Muhalefet partilerinden bu savların araştırılması ve savcılığın harekete geçmesi davetleri gelirken iktidar partisi, Peker’in hata örgütü başkanı bulunmasına ve yurt haricinde bulunmasına vurgu yaparak bu savların ciddiye alınmaması gerektiğini savunuyor.

Cumhurbaşkanı Recep Tayyip Erdoğan, Salı günü yaptığı küme toplantısında Peker için “Kendi kirli geçmişlerini bizi karalayarak örteceğini sananlar…” sözünü kullandı ve “Biz ülkemize dair her sıkıntıyı kamuoyu önünde tartışır, kıymetlendiririz fakat bunu terör ya da kabahat örgütleri mensupları üzerinden yapmayız” dedi.

Lakin bir yandan da bu tezlere karşı iktidar partisi üyesi politikler de dahil muhataplarından haftalardır art geriye açıklamalar geliyor.
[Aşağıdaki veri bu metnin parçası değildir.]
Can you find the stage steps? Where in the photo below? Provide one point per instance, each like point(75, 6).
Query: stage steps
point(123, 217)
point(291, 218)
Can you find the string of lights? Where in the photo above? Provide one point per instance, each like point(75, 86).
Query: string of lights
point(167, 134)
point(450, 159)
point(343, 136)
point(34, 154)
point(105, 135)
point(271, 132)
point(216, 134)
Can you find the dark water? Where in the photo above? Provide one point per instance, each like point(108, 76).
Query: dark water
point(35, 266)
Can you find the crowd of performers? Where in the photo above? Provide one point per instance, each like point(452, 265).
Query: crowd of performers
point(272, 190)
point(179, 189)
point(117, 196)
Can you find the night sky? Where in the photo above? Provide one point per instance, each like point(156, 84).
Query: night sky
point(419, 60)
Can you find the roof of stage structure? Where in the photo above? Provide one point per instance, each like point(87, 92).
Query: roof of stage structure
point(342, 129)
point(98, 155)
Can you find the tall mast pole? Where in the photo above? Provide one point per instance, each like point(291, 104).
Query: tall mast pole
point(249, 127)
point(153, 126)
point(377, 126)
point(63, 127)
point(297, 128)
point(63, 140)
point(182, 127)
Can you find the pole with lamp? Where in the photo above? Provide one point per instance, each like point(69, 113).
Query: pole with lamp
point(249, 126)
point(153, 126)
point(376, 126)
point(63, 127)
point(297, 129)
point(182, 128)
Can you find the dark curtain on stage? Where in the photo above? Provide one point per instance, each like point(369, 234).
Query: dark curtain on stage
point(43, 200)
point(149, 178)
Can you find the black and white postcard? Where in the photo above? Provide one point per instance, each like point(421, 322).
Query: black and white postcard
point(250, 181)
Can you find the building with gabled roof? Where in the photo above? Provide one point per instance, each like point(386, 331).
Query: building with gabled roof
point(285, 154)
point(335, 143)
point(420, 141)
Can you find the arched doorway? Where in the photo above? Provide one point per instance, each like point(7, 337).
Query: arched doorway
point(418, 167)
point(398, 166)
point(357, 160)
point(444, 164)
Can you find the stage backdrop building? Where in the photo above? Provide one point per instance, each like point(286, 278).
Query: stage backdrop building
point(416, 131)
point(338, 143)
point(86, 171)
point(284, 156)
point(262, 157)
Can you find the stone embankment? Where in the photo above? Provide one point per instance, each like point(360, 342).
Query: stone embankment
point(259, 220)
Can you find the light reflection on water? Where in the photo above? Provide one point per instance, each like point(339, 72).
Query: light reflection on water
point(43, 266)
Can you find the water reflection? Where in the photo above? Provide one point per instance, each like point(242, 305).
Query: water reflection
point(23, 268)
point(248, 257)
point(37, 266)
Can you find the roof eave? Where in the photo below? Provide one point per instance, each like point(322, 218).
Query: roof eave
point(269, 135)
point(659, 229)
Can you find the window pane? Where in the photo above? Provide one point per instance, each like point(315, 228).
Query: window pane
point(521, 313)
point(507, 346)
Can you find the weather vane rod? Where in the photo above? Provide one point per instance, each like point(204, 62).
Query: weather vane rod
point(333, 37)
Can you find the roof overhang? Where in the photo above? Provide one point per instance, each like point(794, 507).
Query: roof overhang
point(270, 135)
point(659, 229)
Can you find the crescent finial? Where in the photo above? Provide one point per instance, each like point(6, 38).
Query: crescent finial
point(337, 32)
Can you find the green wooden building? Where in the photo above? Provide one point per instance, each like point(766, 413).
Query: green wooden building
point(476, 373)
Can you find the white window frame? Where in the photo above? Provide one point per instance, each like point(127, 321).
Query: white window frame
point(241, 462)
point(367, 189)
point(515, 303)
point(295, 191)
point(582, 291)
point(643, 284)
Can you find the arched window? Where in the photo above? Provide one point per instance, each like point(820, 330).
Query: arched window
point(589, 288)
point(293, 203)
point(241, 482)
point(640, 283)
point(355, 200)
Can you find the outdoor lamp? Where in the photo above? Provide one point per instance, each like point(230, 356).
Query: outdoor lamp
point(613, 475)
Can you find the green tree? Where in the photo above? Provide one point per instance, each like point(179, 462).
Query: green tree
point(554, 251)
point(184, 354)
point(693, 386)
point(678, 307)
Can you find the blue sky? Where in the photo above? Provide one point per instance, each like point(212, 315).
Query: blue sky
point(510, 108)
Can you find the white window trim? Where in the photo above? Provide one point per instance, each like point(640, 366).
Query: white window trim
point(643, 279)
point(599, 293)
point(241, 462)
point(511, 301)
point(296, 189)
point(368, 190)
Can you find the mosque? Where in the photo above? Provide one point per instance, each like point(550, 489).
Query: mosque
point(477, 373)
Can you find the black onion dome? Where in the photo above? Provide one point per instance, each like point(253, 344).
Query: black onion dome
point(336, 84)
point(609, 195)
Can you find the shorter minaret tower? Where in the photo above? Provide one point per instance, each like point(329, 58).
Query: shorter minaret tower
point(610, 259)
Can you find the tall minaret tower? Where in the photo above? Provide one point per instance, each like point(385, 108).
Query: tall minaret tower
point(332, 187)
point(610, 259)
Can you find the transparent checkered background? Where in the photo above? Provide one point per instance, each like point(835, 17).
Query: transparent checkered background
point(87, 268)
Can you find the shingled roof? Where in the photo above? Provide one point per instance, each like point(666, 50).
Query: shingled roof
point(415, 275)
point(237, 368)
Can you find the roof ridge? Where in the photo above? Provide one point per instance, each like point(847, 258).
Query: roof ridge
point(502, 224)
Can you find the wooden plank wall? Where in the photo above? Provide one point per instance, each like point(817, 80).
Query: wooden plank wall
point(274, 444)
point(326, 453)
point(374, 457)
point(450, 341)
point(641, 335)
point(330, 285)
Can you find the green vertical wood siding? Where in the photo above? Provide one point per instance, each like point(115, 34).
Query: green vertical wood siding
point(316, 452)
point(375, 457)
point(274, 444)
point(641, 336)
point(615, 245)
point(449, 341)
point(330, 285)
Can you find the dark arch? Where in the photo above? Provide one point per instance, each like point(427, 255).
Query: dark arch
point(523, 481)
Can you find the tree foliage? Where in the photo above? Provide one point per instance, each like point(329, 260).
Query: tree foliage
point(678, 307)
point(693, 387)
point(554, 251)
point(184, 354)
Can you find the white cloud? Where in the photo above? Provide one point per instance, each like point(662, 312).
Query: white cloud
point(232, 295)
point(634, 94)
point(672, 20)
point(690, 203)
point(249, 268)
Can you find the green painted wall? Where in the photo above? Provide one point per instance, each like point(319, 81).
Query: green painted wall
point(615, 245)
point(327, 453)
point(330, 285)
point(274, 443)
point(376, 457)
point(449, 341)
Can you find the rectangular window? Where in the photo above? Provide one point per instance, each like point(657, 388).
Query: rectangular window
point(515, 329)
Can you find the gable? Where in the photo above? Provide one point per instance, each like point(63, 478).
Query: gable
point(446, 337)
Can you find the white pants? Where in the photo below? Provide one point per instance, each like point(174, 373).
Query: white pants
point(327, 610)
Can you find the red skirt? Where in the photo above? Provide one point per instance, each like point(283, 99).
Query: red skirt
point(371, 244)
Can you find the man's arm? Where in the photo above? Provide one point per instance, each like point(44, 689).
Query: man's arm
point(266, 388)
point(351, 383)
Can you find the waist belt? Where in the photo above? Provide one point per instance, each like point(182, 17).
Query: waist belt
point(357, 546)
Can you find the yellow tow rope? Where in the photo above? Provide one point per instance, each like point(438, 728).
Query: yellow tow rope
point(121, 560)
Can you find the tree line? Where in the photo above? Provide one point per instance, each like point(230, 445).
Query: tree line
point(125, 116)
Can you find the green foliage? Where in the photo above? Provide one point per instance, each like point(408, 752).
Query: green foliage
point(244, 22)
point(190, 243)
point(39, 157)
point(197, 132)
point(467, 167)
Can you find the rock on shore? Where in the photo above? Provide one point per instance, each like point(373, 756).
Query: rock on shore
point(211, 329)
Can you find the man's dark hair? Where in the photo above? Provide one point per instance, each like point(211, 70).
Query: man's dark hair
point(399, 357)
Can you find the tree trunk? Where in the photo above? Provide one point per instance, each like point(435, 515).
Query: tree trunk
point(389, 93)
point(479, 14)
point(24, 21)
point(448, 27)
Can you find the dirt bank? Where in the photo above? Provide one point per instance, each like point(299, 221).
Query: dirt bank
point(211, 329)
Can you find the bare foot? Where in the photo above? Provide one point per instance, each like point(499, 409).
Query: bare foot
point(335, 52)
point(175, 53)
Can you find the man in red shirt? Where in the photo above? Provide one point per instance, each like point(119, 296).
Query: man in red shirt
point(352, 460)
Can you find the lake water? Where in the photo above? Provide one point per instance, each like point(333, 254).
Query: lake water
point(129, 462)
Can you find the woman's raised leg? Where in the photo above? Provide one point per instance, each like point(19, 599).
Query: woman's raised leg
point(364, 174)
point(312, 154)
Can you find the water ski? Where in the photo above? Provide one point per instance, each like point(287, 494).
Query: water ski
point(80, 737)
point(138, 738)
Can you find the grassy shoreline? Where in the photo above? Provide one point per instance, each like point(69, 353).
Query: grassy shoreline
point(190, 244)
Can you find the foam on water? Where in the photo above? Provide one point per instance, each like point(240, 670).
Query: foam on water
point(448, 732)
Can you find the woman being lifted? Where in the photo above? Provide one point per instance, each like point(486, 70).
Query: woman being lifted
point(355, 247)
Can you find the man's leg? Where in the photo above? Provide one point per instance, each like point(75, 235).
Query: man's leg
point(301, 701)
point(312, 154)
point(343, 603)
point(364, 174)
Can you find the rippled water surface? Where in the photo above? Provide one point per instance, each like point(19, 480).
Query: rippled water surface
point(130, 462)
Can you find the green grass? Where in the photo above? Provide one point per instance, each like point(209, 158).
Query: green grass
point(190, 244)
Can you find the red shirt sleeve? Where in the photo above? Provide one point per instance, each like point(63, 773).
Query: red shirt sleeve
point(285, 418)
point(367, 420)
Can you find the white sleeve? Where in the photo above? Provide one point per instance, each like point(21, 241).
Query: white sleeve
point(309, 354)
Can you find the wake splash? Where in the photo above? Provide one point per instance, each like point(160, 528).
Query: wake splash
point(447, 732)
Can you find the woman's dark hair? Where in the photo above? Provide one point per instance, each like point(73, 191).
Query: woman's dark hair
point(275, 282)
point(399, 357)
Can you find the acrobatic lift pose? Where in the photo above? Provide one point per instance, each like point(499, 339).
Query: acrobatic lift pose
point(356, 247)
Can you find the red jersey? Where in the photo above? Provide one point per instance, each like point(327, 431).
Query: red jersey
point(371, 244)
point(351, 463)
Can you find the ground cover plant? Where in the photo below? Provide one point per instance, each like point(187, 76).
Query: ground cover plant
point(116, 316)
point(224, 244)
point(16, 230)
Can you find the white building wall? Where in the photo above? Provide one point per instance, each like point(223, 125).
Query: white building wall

Yalnızca açıklama değil; Peker’in gündeme getirdiği kimi savların ve paylaştığı kimi görüntü kayıtlarının akabinde vazifesine son verilen gazeteciler olduğu üzere, birtakım kurumlarda bakılırsav değişiklikleri de oldu.

bununla birlikte AKP ortasından tıpkı tezlerle ilgili farklı açıklamalar gelmeye başladı.

İçişleri Bakanı Süleyman Soylu, lisana getirilen argümanlarla ilgili kimi vakit isim vererek kimi vakit vermeyerek hem eski birebir vakitte mevcut AKP’li isimleri işaret etti.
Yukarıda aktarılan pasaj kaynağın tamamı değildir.